Mose, aziende pronte a patteggiare

Martedì 27 Giugno 2017
Mose, aziende pronte a patteggiare
Stanno pensando al patteggiamento gran parte delle aziende coinvolte nello scandalo Mose, ora chiamate a rispondere in sede penale dei comportamenti illeciti dei rispettivi dirigenti, ai sensi della legge 231 del 2001. L'udienza preliminare è fissata per questa mattina e, nelle scorse settimane, sono proseguiti i contatti tra i difensori e il sostituto procuratore Stefano Ancilotto, alla ricerca di un possibile accordo che consenta alla Procura di chiudere senza trascinarsi in un lungo processo e alle società di limitare le perdite: rischiano infatti pesanti sanzioni economiche, ma anche la possibile chiusura o il divieto di tenere rapporti con la pubblica amministrazione (e dunque di gestire appalti pubblici) per certo lasso di tempo.
Per il momento nessun accordo sarebbe stato ancora definito e l'appuntamento di questa mattina si dovrebbe limitare alla costituzione delle parti: oltre alle otto società per cui la Procura sollecita il rinvio a giudizio, chiederanno probabilmente di costituirsi parte civile la Regione Veneto e il ministero delle Infrastrutture. Poi l'udienza dovrebbe essere rinviata a settembre, anche per attendere la sentenza del processo che vede sul banco degli imputati, tra gli altri, l'ex ministro Altero Matteoli (accusato di corruzione), l'ex presidente del Consiglio regionale del Veneto, Lia Sartori, e l'ex sindaco di Venezia, Giorgio Orsoni (entrambi imputati di finanziamento illecito).

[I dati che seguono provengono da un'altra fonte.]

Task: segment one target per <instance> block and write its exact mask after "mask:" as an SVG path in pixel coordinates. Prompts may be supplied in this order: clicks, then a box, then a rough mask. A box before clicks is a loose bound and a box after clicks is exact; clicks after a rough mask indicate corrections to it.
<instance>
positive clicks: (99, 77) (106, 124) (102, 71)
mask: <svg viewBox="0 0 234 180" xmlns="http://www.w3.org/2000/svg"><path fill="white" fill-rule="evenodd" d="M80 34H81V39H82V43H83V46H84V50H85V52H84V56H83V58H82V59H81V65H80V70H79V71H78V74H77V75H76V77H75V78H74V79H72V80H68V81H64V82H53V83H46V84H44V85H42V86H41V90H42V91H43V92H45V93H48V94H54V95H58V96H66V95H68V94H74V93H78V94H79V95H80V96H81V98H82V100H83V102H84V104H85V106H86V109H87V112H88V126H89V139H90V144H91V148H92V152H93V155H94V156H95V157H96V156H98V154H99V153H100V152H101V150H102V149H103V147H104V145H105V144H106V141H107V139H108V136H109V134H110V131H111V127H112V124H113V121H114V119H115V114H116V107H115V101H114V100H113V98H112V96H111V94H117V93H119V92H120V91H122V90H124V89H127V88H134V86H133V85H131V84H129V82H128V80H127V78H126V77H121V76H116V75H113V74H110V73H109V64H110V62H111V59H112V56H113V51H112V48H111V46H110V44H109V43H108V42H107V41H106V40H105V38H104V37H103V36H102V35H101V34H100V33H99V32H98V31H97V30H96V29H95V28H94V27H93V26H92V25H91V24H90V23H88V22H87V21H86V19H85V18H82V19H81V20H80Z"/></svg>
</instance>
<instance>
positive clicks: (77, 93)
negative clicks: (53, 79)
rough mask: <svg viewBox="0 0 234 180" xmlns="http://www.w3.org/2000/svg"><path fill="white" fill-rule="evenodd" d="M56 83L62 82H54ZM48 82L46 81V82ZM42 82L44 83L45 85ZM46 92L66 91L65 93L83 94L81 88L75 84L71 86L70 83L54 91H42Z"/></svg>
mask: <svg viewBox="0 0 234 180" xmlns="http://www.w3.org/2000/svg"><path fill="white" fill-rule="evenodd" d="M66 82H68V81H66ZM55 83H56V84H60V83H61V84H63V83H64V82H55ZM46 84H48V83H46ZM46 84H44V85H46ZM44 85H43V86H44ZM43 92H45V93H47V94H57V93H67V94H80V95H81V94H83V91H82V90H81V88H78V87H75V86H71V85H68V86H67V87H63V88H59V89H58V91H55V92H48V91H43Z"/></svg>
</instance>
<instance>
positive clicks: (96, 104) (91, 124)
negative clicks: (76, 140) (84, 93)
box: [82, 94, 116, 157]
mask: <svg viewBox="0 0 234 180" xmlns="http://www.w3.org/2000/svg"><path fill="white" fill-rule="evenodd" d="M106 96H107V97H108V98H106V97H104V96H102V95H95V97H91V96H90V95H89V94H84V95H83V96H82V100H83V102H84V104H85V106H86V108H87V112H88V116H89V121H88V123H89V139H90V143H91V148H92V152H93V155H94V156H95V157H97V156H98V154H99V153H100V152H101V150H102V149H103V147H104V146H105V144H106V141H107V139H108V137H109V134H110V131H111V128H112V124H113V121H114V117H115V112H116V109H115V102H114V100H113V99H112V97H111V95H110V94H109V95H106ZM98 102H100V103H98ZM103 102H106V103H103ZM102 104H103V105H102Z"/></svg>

Per giovedì mattina è attesa la requisitoria della pubblica accusa, e dunque le probabili richieste di condanna che i pm Stefano Ancilotto e Stefano Buccini chiederanno per tutti gli otto imputati.
L'unica società che ha escluso categoricamente di voler cercare un patteggiamento è il Consorzio Venezia Nuova (CVN) che, attraverso i commissari nominati dal Governo, si è anche costituito parte civile al processo contro Matteoli e Orsoni, sostenendo di essere stato gravemente danneggiato dal comportamento tenuto dal suo ex presidente, Giovanni Mazzacurati.
Oltre al CVN, le altre società finite sotto accusa sono la Mantovani costruzioni di Padova, Adria Infrastrutture di Mestre, i colossi romani Grandi lavori Fincosit e Società italiana per Condotte d'acqua (da tutti conosciuta semplicemente come Condotte), la Cooperativa San Martino e la Nuova Coedmar, entrambe di Chioggia, e la padovana Technostudio, dell'architetto che curò i restauri della villa dell'allora presidente della Regione, Giancarlo Galan.
Nel 2015, la Procura ha chiesto e ottenuto nei confronti delle società il sequestro di ingenti somme di denaro - complessivamente 8 milioni di euro - a garanzia di eventuali risarcimenti di cui potrebbero essere chiamate a rispondere: il Tribunale del riesame ha annullato, per ben due volte, quelli a carico di CVN e Tecnostudio (avvocati Paola Bosio, Filippo Sgubbi e Giovanni Chiello), le uniche due che hanno fatto ricorso contestando il metodo di calcolo delle somme sottoposte a sequestro.